Analysing chook songs with Wigner transform (WDF)

You’ll want to skillfully employ WASD and QERF keys to circulation around and zoom-in/zoom-out.

As I used to be buying for piquant audio transforms, I came across the Wigner distribution characteristic (or lawful WDF). The instance on Wikipedia seems indeed piquant and it’s “sold” as a characteristic that “supplies the most practical that that you just can perchance perchance also deem temporal vs frequency resolution which is mathematically that that you just can perchance perchance also deem contained in the obstacles of the uncertainty precept” and thus “when a signal is no longer time restricted, its WDF is exhausting to implement.” Looks, WDF isn’t grand extra difficult to implement than undeniable FFT.

The definition of WDF is this:

It does an piquant trick: at every time limit it inverts the audio signal and multiplies it by its long-established time-ahead model. That is shining on chronicle of a periodic signal at time T would in the neighborhood correlate with a time inverted model of itself, nonetheless in WDF this correlation isn’t time bounded, so if the signal is 1 hour lengthy, WDF will multiply two one hour lengthy alerts to compute lawful one fee at T. This seems meaningless first and most most principal gape, as the random contributions 30 mins some distance from the recent second would form WDF random, nonetheless a more in-depth watch unearths that if these some distance-off contributions are indeed random, they would end out each and every assorted, and they also invent out (to an extent).

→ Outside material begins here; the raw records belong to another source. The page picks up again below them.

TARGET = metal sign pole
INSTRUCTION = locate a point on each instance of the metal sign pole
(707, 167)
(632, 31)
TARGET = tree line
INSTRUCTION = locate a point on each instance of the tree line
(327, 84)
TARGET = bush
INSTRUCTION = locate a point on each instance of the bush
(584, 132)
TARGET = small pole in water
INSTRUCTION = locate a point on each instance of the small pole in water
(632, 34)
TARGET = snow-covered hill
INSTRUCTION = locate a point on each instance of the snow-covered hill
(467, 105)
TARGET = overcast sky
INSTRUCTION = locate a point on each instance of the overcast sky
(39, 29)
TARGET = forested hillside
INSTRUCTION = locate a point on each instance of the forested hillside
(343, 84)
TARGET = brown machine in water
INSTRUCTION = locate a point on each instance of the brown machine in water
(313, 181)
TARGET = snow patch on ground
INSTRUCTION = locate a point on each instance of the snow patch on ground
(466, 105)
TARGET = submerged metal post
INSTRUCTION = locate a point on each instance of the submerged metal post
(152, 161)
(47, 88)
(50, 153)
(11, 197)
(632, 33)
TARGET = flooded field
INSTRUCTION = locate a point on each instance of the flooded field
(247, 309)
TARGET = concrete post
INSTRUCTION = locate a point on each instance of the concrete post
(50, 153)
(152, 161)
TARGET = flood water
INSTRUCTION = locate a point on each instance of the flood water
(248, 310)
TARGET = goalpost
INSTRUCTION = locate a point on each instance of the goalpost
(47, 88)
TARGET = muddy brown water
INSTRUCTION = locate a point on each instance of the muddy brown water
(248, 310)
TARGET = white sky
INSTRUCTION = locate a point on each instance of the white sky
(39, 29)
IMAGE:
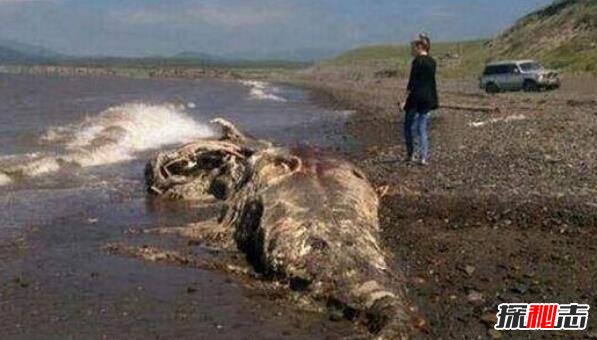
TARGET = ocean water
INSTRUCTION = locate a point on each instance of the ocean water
(72, 153)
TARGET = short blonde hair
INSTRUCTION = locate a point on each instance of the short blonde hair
(422, 41)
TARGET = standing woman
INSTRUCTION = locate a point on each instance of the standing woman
(422, 98)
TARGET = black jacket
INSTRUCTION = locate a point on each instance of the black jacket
(422, 86)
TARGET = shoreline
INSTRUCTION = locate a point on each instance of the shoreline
(492, 219)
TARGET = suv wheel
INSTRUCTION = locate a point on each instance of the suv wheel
(530, 86)
(492, 88)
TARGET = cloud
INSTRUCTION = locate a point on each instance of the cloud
(232, 16)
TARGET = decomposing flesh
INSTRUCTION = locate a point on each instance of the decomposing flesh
(306, 220)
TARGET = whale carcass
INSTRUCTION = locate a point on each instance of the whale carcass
(303, 219)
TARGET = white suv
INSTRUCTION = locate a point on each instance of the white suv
(516, 75)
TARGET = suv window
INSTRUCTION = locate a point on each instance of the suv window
(500, 69)
(531, 66)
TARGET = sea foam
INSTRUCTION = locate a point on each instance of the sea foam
(112, 136)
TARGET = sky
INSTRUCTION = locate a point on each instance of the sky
(247, 27)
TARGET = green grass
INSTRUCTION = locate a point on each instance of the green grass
(467, 58)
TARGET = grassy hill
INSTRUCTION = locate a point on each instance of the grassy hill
(561, 36)
(455, 59)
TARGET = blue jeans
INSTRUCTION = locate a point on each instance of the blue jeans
(421, 119)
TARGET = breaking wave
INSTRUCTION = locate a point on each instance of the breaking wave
(113, 136)
(262, 90)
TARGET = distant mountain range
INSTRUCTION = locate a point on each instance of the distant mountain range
(12, 52)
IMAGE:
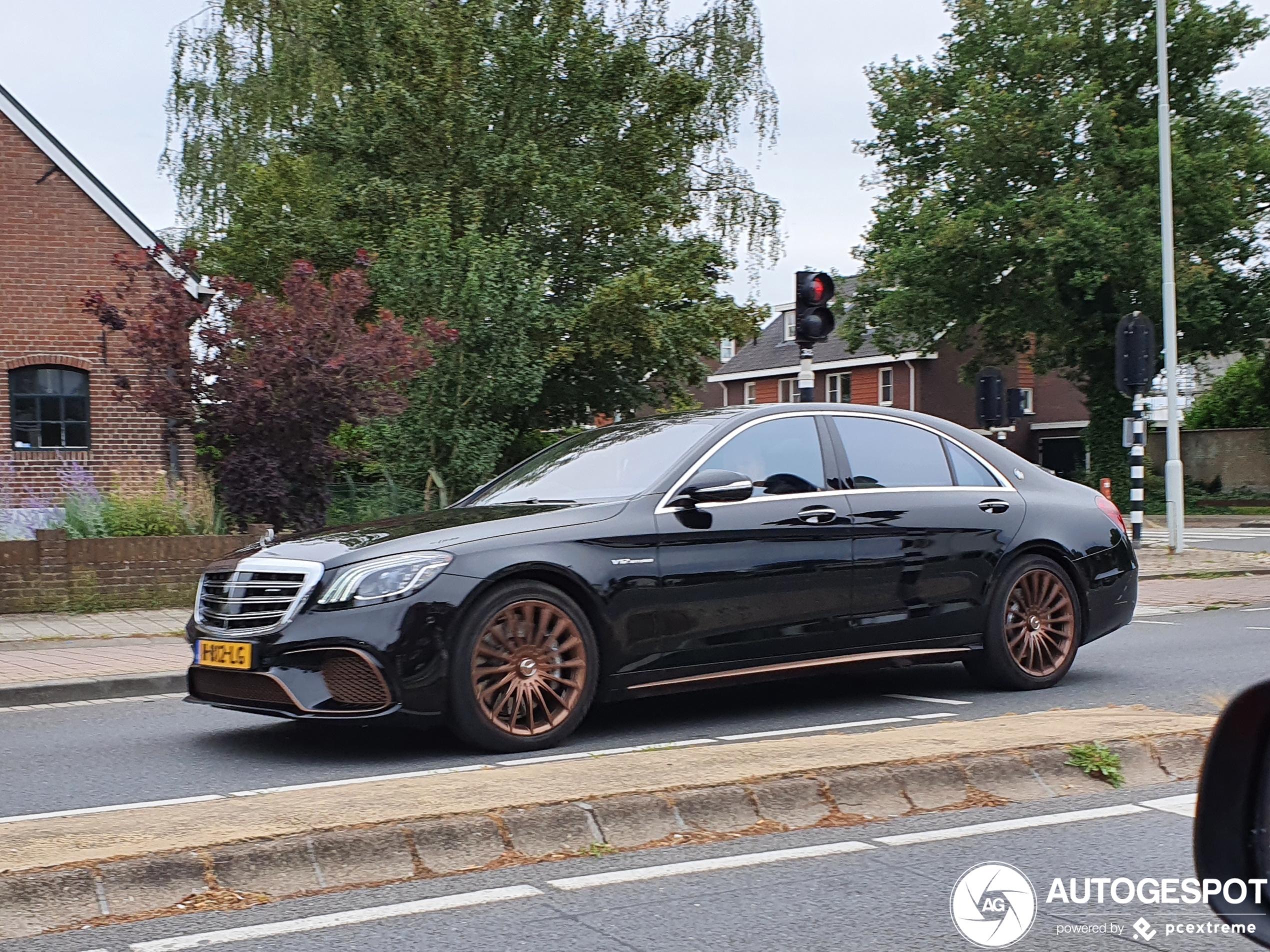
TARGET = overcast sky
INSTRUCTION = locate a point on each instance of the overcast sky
(96, 73)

The complicated exponent on the honest is successfully the identical outdated FFT on the ahead-inverted correlation.

In apply, this kind a easy algorithm to compute WDF:

Private N samples on the recent second: x[1..N]
Practice the Hann window to approximate cancellation of some distance-away terms.
Multiply it by the reversed reproduction of itself: y[1..N] = x[1..N] x[N..1]
Stretch it to chronicle for x(t+tau/2) in the system above: y[1..N/2] -> z[1..N]
Compute the identical outdated Z = FFT[z]

So it doesn’t in actuality add any complexity on top of the long-established FFT. In apply, although, WDF is a critically noisy characteristic that’s grand much less insightful than undeniable FFT. Below is the an identical chook recording (xeno-canto.org/33539) visualized with assorted ideas.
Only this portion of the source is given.